Interns Insight: Mentor Training

MentoringMentoring is magic

This is something I observe on a daily basis here at Startup Direct. I have observed mentoring sessions and have met with mentees and mentors and am constantly reminded that the shared benefits of a mentee-mentor relationships are outstanding. This week I went along to a Mentor training event at Barclays bank organised by Startup Direct. It was run by Lorraine, the mentor manager extraordinaire, and Gregor, a fantastic mentor, with over 20 new, current and previous mentors attending.
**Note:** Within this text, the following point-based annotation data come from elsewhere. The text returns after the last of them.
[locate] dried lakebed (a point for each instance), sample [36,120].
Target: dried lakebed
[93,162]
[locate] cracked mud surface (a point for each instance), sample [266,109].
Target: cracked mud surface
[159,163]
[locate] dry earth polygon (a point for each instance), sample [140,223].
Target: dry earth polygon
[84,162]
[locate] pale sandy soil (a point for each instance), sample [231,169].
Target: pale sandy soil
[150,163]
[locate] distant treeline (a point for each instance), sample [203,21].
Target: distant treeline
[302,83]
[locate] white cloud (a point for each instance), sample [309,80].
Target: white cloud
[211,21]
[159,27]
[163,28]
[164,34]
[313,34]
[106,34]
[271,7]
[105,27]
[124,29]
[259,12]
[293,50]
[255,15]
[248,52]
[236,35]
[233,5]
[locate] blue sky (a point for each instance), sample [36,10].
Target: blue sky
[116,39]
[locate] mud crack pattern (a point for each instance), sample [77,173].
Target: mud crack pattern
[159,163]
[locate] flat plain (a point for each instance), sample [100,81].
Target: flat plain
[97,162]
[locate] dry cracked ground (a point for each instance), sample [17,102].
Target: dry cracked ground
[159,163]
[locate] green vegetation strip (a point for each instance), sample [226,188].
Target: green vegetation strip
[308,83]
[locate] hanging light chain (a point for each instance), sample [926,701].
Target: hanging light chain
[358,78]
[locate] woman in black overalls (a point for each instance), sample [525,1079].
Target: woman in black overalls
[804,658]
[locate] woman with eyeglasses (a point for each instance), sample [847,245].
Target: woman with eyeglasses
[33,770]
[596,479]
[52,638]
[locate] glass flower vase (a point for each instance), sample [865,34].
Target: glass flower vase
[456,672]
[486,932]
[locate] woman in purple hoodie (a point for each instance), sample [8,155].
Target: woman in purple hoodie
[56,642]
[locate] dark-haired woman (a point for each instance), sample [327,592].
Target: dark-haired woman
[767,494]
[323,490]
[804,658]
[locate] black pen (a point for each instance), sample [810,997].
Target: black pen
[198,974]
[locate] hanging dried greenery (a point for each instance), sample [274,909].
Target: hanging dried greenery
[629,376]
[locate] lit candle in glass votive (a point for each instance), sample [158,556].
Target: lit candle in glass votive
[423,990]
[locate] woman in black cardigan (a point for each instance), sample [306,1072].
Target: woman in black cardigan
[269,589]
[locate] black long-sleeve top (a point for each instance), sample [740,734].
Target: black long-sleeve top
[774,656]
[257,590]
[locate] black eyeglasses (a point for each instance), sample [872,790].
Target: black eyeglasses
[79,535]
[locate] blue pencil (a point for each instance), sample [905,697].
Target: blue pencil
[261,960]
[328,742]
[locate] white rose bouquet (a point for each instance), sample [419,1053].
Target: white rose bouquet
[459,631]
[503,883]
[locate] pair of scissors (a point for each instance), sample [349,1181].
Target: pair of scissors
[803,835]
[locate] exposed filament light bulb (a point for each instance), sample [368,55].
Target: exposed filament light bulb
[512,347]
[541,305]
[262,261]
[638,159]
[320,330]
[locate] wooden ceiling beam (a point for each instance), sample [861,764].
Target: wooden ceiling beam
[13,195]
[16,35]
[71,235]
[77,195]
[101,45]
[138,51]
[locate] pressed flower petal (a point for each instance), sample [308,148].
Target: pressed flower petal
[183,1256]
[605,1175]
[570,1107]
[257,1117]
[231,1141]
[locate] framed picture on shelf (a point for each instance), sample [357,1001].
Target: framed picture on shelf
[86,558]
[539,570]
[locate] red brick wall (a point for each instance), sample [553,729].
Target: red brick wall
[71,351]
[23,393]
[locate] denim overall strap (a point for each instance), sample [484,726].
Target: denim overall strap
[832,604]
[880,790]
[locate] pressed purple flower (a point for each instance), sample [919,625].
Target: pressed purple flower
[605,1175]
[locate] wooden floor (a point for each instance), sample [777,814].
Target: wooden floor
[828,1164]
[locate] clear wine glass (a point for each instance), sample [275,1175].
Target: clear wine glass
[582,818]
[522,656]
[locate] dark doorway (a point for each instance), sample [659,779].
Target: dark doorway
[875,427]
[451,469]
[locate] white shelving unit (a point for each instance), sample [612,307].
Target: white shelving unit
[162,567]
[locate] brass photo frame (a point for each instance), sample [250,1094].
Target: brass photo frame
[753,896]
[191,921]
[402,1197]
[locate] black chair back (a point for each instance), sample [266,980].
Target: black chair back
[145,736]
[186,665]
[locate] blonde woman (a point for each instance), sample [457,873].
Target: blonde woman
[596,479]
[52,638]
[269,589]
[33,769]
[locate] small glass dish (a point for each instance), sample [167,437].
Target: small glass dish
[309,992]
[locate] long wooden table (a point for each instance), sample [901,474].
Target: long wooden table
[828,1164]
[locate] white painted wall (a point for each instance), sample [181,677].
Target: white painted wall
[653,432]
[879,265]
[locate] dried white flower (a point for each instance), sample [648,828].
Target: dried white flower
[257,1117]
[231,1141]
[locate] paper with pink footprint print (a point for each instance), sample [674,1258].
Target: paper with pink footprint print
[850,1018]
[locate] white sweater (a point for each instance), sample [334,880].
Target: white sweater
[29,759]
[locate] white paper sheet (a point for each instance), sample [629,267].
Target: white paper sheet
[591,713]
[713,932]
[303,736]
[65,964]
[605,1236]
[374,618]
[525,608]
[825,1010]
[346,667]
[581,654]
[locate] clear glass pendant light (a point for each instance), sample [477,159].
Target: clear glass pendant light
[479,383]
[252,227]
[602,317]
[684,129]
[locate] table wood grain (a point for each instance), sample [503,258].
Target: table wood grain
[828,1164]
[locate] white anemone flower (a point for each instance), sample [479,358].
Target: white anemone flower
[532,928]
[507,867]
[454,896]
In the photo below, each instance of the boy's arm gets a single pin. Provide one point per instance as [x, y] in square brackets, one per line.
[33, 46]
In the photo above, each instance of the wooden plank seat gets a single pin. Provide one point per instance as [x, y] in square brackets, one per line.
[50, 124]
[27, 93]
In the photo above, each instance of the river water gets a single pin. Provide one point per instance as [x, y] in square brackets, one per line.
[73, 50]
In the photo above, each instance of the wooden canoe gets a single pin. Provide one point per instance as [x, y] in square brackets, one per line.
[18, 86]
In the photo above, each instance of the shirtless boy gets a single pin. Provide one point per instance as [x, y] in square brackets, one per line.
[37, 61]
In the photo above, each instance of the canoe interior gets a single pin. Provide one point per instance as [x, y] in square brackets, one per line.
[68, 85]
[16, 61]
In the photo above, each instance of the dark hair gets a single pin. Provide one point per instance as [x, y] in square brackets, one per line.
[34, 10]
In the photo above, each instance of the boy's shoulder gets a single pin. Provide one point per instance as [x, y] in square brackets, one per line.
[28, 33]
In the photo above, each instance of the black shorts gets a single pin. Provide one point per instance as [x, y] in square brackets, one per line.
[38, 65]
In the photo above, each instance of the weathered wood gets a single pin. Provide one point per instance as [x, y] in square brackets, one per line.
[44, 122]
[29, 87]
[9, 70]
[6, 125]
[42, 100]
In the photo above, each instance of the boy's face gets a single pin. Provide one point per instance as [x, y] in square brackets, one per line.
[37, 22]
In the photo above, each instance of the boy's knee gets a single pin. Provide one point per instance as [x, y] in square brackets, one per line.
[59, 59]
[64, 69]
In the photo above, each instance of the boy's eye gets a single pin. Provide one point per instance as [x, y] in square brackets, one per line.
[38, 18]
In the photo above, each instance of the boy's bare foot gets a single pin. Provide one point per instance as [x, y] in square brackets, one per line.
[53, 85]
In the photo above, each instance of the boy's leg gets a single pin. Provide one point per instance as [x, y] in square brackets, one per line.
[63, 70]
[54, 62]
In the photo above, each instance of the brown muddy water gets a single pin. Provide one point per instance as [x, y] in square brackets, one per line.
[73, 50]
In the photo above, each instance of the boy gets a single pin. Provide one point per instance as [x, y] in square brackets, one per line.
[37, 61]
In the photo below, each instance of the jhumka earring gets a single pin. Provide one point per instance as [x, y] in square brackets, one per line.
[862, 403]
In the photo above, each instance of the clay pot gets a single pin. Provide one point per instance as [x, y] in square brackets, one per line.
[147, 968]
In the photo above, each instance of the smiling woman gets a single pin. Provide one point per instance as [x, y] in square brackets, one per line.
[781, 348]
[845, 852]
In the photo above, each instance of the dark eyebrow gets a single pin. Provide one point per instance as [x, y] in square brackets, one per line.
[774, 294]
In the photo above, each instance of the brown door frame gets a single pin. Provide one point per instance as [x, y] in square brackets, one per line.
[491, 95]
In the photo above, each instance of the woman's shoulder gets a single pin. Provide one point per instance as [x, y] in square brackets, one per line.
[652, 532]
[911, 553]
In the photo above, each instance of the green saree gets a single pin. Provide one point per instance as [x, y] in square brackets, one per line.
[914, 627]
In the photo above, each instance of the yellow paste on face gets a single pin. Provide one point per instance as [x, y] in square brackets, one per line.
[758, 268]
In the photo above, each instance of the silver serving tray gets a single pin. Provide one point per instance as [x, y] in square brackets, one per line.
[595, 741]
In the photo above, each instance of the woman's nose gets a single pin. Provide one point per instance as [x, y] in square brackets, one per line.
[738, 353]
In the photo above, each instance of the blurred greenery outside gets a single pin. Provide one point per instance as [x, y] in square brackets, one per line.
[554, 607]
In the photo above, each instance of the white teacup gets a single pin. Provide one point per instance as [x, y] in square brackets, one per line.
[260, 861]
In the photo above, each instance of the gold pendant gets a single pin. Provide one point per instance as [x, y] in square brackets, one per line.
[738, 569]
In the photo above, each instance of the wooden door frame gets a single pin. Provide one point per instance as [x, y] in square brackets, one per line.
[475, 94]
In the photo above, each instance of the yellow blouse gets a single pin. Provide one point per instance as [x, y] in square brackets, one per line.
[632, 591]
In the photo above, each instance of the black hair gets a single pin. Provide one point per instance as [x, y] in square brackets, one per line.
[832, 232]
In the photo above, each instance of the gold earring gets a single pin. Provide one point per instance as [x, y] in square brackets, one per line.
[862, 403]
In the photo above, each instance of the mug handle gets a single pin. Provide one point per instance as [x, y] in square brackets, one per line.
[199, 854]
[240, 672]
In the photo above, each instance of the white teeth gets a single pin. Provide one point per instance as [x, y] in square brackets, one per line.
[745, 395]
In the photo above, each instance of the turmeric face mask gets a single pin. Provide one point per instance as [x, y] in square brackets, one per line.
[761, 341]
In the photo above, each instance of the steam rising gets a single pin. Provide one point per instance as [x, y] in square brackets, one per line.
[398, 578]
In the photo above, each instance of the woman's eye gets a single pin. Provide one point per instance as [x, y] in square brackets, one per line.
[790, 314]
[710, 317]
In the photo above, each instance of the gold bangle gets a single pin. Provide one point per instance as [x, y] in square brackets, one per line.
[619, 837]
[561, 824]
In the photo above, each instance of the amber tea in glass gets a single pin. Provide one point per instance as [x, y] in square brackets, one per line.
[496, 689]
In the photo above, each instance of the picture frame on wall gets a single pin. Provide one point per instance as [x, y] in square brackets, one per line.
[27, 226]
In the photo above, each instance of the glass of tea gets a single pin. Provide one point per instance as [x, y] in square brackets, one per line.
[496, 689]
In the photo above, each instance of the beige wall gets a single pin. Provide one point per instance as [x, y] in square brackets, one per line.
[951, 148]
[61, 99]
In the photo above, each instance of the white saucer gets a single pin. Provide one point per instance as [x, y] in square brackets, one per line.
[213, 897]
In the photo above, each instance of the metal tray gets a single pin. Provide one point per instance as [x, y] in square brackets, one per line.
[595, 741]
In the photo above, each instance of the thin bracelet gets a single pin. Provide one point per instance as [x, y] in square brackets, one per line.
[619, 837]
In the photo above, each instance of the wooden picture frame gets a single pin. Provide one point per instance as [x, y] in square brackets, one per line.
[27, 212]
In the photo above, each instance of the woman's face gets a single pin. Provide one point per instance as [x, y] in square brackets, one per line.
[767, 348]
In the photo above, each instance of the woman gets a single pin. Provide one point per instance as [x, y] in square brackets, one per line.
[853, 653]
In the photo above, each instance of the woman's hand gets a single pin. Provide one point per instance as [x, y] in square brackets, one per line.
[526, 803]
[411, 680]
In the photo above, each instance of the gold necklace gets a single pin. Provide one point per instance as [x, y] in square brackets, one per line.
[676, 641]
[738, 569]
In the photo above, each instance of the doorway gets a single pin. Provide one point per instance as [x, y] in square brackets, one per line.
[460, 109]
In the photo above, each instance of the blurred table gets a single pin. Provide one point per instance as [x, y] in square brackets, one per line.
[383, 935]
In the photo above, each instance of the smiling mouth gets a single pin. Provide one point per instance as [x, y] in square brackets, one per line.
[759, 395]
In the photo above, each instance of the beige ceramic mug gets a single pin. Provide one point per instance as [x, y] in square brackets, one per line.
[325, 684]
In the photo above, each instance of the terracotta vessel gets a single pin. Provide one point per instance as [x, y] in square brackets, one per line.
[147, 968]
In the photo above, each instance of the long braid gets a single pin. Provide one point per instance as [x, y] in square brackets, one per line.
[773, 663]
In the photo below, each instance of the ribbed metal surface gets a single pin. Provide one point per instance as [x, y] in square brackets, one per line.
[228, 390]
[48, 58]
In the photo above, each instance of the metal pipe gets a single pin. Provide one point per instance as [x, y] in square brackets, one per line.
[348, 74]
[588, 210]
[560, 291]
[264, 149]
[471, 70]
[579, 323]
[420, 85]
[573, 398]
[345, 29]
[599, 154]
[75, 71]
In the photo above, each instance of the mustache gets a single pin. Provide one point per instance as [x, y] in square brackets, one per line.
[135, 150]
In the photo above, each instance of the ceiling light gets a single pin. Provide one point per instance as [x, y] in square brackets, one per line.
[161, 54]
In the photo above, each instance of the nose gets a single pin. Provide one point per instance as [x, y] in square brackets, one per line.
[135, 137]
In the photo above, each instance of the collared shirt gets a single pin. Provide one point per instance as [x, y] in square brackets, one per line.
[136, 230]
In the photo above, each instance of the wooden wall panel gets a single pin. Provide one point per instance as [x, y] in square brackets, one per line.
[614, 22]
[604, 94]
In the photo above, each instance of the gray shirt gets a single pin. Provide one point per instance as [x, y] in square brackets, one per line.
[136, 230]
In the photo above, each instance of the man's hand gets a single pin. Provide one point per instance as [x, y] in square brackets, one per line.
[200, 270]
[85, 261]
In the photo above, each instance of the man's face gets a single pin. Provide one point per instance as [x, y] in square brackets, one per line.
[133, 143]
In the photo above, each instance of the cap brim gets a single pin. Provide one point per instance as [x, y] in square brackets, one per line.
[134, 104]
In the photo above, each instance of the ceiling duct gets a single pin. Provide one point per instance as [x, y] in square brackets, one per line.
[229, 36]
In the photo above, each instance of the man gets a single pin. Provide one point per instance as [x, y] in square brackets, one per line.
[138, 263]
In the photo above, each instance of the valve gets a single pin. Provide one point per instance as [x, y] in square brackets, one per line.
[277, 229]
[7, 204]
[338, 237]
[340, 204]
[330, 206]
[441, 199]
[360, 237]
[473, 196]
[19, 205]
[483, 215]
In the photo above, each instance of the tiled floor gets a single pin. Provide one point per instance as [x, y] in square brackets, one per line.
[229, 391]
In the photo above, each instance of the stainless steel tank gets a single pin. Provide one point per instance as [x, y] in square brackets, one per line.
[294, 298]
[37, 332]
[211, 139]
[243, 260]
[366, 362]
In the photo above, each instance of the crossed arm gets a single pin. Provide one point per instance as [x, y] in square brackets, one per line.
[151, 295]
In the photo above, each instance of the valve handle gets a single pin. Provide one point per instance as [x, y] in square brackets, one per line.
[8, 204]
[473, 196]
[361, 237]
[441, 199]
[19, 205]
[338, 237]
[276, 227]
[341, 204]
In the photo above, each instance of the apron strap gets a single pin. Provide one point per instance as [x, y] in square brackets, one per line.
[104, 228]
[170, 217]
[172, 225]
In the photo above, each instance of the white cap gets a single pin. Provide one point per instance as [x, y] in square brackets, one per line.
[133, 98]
At the start of the session we discussed the meaning of mentoring in 10 words or less. Starting with the word Greek origins of the word mentor, the group was split up into smaller sub-groups and each group produced a variety of effective adjectives to describe what they do. After much collaboration it was decided that mentoring is “listening to impart knowledgeable support to enable learning and development”. Words such as “independent” and “confidential” were also thrown around and mixed with phrases such as “realise their potential” and “motivating.” The group then talked about the differences between a good a bad mentor. It was decided that the best mentors maintain an “adult-adult” relationship, are “good listeners” and “share skills and knowledge and experience with fellow mentors to enhance skills and competencies”. We tested ourselves to see how good a listener we are using an exercise ­­Gregor introduced and some were surprised, others not, by the results. We discussed the importance of confidentiality, the importance of setting clear objectives from the outset and the importance of clear boundaries and of empathy. The mentors learnt about the various stages of the mentoring process and the importance of keeping Startup Direct updated about the progress of the relationship with their mentees.

The mentors I met really care about the success of the businesses they mentor. Overall I the session showed the enthusiasm and knowledge of the volunteer Startup Direct mentors. The mentees they look after are lucky people!